Monitor: ‘Border Wars’ looks at illegal immigration and efforts to stop it


From both sides, the stretch of the Rio Grande that paints the border between southeast Texas and northern Mexico doesn’t look that wide. To those trying to make it to the United States, either in search of opportunity or to sell illegal goods, it’s a hop worth attempting, even if it takes multiple times to achieve success. To those trying to keep those crossers at bay, it’s barely an obstacle at all, not even wide enough to obscure the activities of those on the other side.

The docuseries “Border Wars” (National Geographic, 8 p.m. Wednesdays) focuses on the perspective of the latter group. It’s “COPS” with an added dose of geopolitics: Each episode focuses on a handful of efforts undertaken by U.S. Customs and Border Protection agents to bring order to a porous border, not always successfully.

But accidentally or not, “Border Wars” plays like advocacy work masking as law enforcement propaganda. First there is the imbalance in scale between the officers and their targets. The show highlights not only the organization required to track illegal activity, but also the depth and organization of the illegal systems themselves. In one scene, an agent tears open a trash bag filled with all the provisions a border crosser would need for a long journey, provided by the people who steer the grueling trips. It’s as thought-through as any of the agent’s high-tech tools.

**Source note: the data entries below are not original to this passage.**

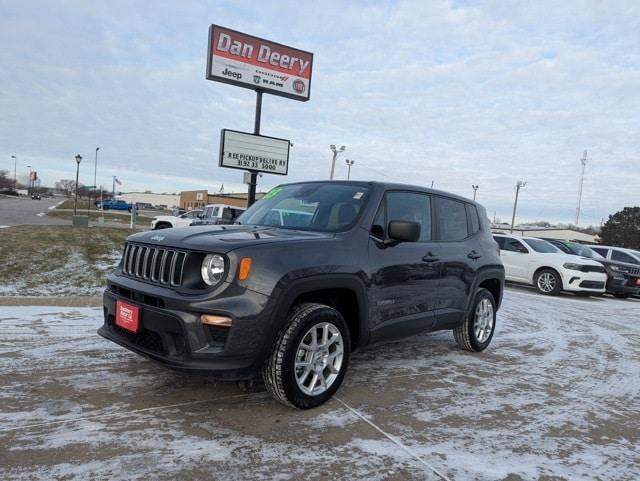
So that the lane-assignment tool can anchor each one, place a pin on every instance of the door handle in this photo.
(430, 257)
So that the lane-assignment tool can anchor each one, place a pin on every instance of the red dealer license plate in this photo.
(127, 316)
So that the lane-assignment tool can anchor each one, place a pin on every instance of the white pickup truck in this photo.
(167, 221)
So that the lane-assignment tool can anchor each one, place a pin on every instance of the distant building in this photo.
(197, 199)
(149, 198)
(548, 232)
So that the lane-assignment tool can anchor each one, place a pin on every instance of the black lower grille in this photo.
(144, 338)
(155, 264)
(589, 268)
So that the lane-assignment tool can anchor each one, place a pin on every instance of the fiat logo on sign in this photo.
(298, 86)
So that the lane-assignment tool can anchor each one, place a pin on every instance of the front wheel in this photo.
(310, 357)
(476, 332)
(548, 282)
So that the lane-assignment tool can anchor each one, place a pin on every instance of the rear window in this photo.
(451, 219)
(541, 246)
(474, 221)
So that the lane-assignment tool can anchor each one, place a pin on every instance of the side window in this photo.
(623, 257)
(404, 206)
(514, 245)
(451, 219)
(474, 221)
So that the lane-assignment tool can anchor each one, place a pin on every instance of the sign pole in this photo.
(256, 130)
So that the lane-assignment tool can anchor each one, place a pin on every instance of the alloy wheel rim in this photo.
(546, 282)
(319, 358)
(483, 320)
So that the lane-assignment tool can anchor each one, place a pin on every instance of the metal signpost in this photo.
(264, 66)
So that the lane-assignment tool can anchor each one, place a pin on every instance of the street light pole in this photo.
(349, 164)
(75, 203)
(29, 181)
(335, 156)
(519, 185)
(95, 171)
(15, 163)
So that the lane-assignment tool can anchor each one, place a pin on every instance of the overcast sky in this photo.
(457, 93)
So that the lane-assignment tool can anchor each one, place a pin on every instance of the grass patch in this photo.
(57, 260)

“Border Wars” documents an environment where practically everyone is criminalized. When a body is found floating facedown in the Rio Grande, the voiceover narration notes, “Agents can only speculate if the young man was an immigrant trying to cross or a drug smuggler.” (The young man is eventually identified with the help of a cellphone SIM card tucked into his mouth.)

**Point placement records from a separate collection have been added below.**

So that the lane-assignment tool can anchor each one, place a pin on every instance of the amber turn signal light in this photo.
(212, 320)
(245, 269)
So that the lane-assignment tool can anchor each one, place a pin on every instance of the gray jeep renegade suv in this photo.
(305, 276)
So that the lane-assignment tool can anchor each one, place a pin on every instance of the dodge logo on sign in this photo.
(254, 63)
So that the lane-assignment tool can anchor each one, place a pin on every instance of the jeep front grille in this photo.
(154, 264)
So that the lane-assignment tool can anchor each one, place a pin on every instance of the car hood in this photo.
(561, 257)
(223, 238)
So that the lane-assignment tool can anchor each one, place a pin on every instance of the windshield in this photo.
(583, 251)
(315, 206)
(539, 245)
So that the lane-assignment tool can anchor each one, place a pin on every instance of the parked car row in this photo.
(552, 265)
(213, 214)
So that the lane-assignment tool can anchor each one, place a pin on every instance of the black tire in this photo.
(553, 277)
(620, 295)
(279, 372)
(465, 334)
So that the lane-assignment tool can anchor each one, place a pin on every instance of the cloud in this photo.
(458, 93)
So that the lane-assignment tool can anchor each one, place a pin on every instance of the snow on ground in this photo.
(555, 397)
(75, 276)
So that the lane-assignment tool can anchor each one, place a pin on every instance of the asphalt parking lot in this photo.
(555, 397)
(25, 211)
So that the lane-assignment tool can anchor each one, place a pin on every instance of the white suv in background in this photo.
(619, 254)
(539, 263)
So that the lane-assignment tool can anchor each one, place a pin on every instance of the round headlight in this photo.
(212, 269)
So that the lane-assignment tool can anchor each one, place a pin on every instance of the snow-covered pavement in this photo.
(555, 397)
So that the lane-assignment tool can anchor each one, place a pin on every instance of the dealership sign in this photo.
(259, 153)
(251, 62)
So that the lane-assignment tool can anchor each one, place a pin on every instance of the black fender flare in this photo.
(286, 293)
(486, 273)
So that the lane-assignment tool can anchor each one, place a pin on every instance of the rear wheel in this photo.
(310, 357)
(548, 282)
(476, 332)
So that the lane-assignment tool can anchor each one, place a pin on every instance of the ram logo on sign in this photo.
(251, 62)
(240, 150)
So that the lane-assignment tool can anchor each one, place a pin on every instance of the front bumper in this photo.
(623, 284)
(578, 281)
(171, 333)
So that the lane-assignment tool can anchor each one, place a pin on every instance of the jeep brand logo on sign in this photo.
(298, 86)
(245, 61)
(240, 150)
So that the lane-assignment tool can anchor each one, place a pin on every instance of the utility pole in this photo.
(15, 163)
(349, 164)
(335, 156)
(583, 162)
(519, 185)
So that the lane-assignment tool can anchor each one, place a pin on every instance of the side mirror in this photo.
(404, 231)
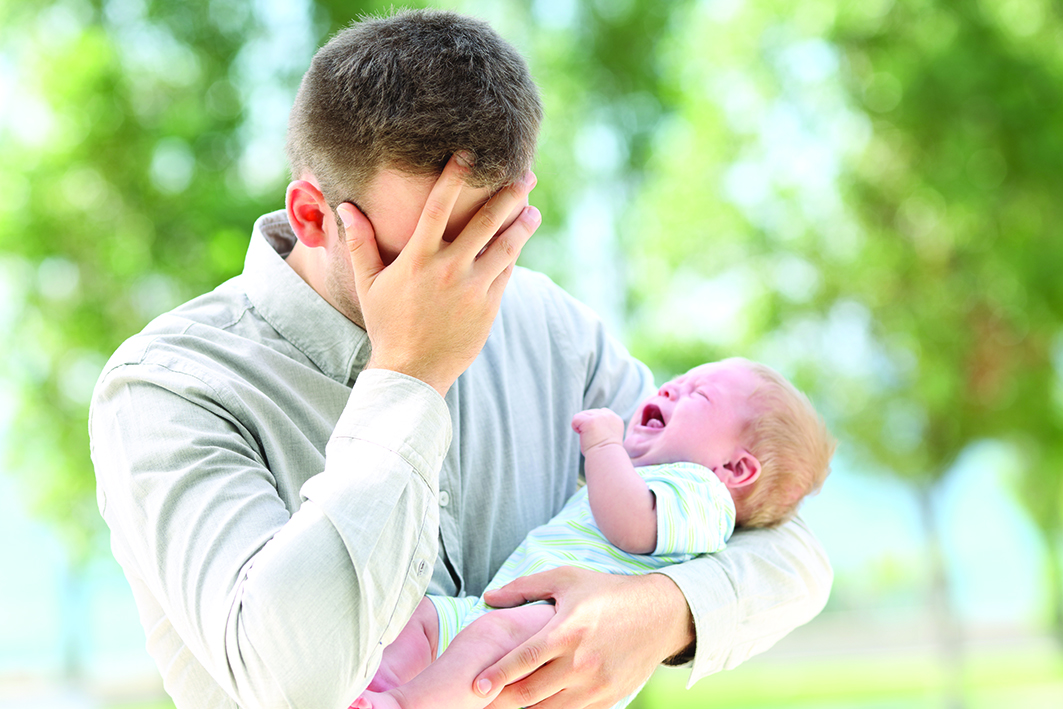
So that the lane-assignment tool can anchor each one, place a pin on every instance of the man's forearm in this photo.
(237, 583)
(744, 598)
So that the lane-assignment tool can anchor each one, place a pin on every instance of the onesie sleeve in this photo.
(695, 513)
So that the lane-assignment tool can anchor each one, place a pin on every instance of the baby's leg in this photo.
(448, 681)
(411, 652)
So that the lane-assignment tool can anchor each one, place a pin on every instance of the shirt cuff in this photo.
(401, 414)
(713, 605)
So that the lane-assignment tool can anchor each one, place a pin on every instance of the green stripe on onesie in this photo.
(695, 515)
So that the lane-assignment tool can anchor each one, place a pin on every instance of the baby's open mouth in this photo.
(652, 417)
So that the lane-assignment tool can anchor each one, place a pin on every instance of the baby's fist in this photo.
(597, 426)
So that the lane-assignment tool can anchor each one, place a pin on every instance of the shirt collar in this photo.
(338, 347)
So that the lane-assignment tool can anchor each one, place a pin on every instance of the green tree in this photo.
(874, 187)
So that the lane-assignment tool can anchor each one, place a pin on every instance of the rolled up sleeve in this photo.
(747, 596)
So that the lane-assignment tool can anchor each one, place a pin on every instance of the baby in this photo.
(728, 443)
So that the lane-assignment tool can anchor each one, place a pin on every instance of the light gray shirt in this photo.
(279, 512)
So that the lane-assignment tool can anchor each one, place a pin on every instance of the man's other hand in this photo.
(607, 637)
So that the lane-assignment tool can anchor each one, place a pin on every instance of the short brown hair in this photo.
(790, 439)
(405, 91)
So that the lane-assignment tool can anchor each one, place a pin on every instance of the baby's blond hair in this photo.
(790, 439)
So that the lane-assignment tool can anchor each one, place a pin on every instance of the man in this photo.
(378, 406)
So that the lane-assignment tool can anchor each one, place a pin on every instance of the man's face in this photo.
(392, 203)
(697, 418)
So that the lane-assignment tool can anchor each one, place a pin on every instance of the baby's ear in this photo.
(740, 472)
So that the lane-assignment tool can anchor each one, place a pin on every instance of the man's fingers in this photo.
(516, 667)
(437, 210)
(485, 224)
(502, 253)
(525, 589)
(361, 242)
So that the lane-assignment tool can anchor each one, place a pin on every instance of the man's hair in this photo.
(793, 445)
(407, 90)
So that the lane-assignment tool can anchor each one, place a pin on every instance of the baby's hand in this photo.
(597, 426)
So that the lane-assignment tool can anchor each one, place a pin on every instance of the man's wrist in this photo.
(441, 385)
(677, 621)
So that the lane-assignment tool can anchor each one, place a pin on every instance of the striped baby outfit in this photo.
(695, 515)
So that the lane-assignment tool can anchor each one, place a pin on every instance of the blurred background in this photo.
(864, 195)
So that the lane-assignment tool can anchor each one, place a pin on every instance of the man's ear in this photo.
(307, 212)
(743, 470)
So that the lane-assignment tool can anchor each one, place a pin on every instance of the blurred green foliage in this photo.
(864, 195)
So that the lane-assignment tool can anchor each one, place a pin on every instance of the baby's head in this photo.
(790, 439)
(759, 435)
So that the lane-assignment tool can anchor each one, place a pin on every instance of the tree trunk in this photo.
(946, 626)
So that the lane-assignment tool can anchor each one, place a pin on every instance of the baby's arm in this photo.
(622, 503)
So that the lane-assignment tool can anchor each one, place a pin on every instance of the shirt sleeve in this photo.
(252, 590)
(747, 596)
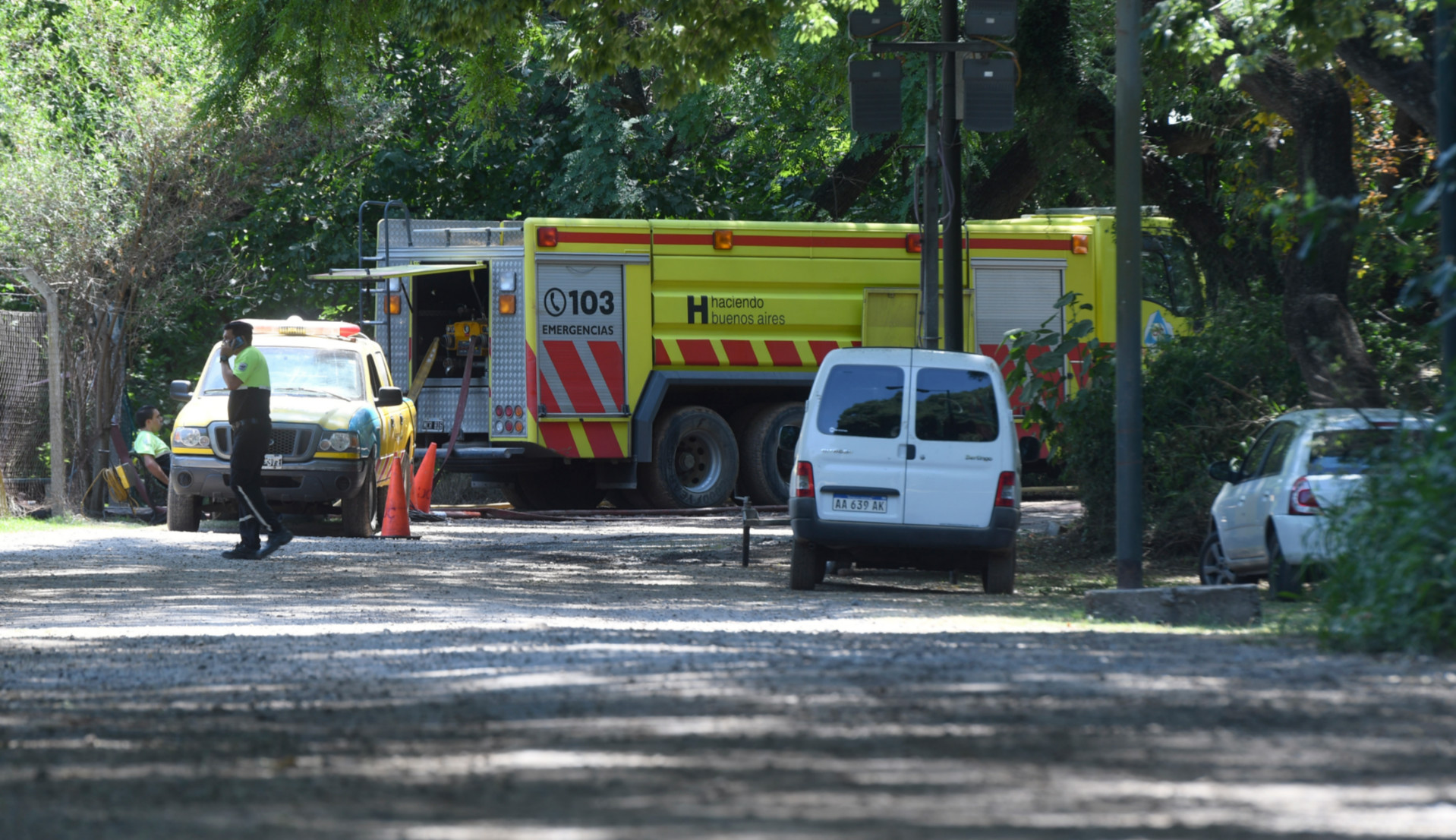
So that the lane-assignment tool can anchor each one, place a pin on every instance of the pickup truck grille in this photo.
(290, 441)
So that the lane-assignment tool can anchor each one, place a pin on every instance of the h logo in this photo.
(698, 308)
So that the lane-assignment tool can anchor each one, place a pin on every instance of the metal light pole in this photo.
(1445, 140)
(929, 262)
(951, 128)
(1129, 300)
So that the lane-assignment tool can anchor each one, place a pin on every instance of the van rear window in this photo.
(954, 405)
(864, 401)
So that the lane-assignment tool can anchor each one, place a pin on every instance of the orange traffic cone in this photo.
(424, 482)
(396, 511)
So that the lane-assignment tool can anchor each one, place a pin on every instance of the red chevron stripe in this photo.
(698, 351)
(556, 436)
(604, 440)
(783, 354)
(574, 377)
(609, 362)
(740, 352)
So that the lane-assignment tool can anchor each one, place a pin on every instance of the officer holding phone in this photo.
(245, 370)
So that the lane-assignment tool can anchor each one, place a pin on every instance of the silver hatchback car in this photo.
(1268, 517)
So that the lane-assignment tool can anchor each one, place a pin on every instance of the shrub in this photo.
(1205, 396)
(1392, 578)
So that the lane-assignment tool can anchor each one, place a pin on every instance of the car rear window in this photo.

Other scenes demonstrate how far border crossers have traveled, only to get caught. One man who lived in New York for more than a decade had to return to Mexico to care for his ailing mother, then was captured attempting to return to the United States. “I had to risk my life to cross the border,” he says, one of the few immigrants who speaks in an on-camera interview. One group is found to include an individual from Sri Lanka, who flew to Brazil, then over the course of many months, made his way north, only to be snared.

In another scene, agents find a mother and her asthmatic daughter, who were left to fend for themselves by the group they were traveling north with. The narrator paints the officers as benevolent, unwitting guides as the mother and daughter are sent toward an uncertain fate: “All the agents can do is hope they get the care they need for the long journey ahead.”

The immigrants, who are almost never named, are portrayed as threats, though hardly any effort is made to distinguish among them or their goals. The drug busts captured in other segments of the show at least deliver a sense of righteous victory, but the scenes where people are captured — with teams of agents assisted by all-terrain vehicles and helicopters with heat-sensing cameras tracking down packs making their way through harsh Texas ranchland — are far more emotionally ambiguous.

In this season’s premiere episode, all of the spotlighted officers were Latino, in what appears to be an effort to defuse some of the implicit ethnic tension associated with issues of border policing. (That changes in the second episode, though much of the police work shown here is conducted in Spanish.) But to its credit, in other segments, “Border Wars” acknowledges the xenophobia that is endemic to conversations about immigration.

The second episode includes appearances by a civilian group, Texas Border Volunteers, who help scout for illegal immigrants on private land. The two policing groups, official and ad-hoc, appear to view each other with skepticism, each worried that the other isn’t quite up to its task. In this case, the ostensible enemies across the river lead to tensions on the same side.